Oct 21, 2013 23:05
National Novel Writing Month is coming up in November and I'm considering trying it. I don't know what to write, though. Some people have said things to the effect of "write about necromancer foxes!", but that's not how I operate. I need a theme I care about. In the first novel (SF) it was "freedom", and centered around characters trying to build a new life for themselves despite physical disability, economic hardship, and different kinds of oppression. In the second (fantasy) novel it was "loyalty", and involved people questioning their loyalties to their gods, kings and countries.

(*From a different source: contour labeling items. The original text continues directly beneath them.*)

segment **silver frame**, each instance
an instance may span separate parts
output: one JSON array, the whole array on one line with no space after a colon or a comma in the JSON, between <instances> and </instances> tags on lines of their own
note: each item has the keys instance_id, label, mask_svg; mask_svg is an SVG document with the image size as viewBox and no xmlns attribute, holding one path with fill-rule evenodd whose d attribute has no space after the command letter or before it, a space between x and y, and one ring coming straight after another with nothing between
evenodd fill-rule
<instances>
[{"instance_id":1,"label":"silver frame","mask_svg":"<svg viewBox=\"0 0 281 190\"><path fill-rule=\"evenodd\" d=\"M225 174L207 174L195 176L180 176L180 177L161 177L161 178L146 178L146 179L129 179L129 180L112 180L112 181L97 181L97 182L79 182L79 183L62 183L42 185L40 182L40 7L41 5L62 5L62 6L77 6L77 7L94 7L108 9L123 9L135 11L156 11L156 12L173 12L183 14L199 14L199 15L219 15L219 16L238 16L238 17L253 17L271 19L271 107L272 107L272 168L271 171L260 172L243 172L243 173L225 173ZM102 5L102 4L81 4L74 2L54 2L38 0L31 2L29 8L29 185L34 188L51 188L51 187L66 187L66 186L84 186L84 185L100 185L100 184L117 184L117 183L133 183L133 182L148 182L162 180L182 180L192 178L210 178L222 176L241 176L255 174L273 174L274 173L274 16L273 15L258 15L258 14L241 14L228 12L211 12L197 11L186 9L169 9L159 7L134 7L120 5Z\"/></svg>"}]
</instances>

Idea A: The obvious option is to take up my unfinished fantasy novel sequel ("Striking Flags") again. Its theme is "treason". Why do people turn traitor, and what does it mean? I reread this one recently and liked the general idea. The big problem with it I see so far is Elias' story: I haven't hurt him enough yet to justify the treason he commits, and he's assigned to play policeman despite being physically abnormal and un-subtle. A partial answer to both problems is to have him become increasingly unable to join with his griffin, representing an increasingly unquiet mind, and have his colleagues not-quite-order him to take a long trip because he's becoming a troublemaker by not signing on to the new religion. Also his father should triumphantly announce that his peasant girlfriend's cheating on him with a "real man", so that he can set Elias up with a political marriage. Meanwhile I've been doing world-building stuff with a city called Suncove in that setting, so that helps develop the setting a bit.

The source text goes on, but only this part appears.